AI applications focused on disease prediction and cancer surveillance, and the diagnosis and treatment of IBD have been found to be extremely reliable and efficient. In the future, AI technologies may be able to completely replace endoscopists for decision-making and treatment, or alternatively, endoscopists may act as assistants to AI systems. For this to occur, prerequisites for the large-scale use of AI algorithms in clinical practice must be met, and ethical guidelines regarding patient safety must be put in place. Endoscopy clinics and academies will also need to develop emergency measures for malfunctions during AI treatment and remedies for treatment errors. In addition to the above, the biases from developers of AI-based algorithms must be considered, as most datasets are human-trained. Finally, the impact of different dataset types and analyses must be compared to accurately predict the status and value of AI algorithms in IBD clinical practice.
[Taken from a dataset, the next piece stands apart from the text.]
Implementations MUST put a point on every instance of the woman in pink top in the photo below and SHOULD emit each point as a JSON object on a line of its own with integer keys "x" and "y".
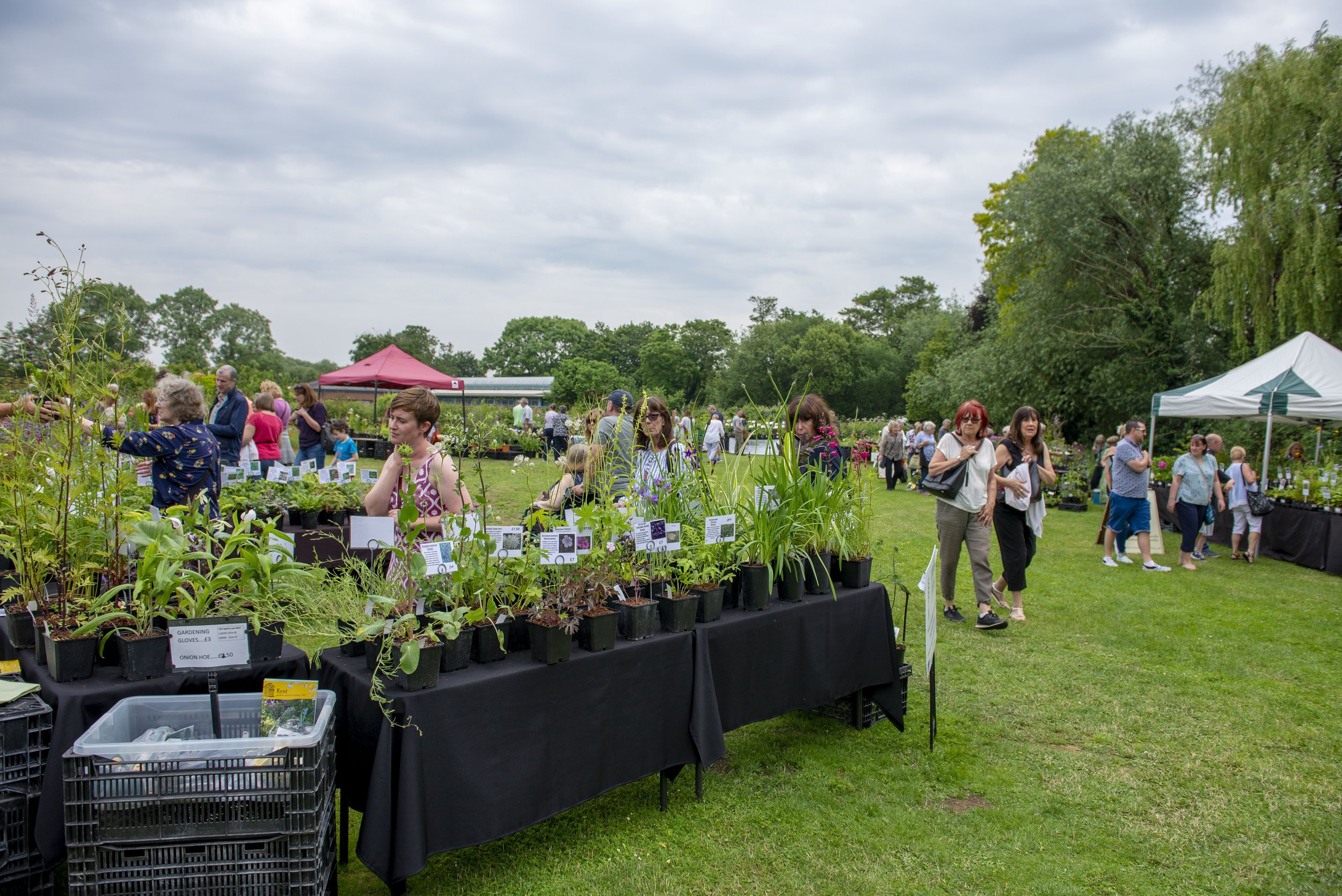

These above-mentioned risk factors should not prevent us from continuing to research AI algorithms, refine system functionality, and work to realize the full potential of AI-assisted medicine. The positive impact of AI and DL in gastroenterology is substantial, and many publicly available datasets are available for further comparison and analysis by researchers. In terms of future development, new AI algorithms for long-term monitoring of colorectal cancer in IBD patients are urgently needed to improve the prediction of cancer risk and time-course of treatment. Furthermore, randomized controlled trials are necessary to investigate the benefits and feasibility of using AI in the clinical management of IBD patients compared with general clinical management, especially in terms of variations in treatment measures, outcomes, and treatment costs. Currently, endoscopists are collaborating with algorithm developers with the goal of using large data sets for medical imaging AI. Indeed, the creation of data sets for collecting and training AI to capture new types of images will require the expertise and experience of endoscopists.

6. Conclusions

This review summarizes recent applications of AI in the endoscopic examination and treatment of IBD and predicts possible future directions for the use of AI in treating patients with IBD. We expect that AI will soon become a cornerstone of endoscopy and IBD treatment. Besides, it will be necessary to translate the large amount of current exploratory data into evidence that can be applied to clinical practice before AI could be widely used in clinical settings. This will require not only the rapid development of AI but also the cooperation and commitment of endoscopists, specialists, and societies.

Conflicts of Interest

The authors declare that they have no conflicts of interest.

Authors’ Contributions

Yu Chang and Zhi Wang contributed equally to this work. Tong-Yu Tang and Yu-Qin Li guided the conception of this review, and Hai-Bo Sun inspected the errors in the manuscript and fixed them.

Acknowledgments

The present study was supported by Department of Science and Technology of Jilin Province Agency (grant no. 20210402013GH) and Department of Finance of Jilin Province (grant no. JLSCZD2019-035).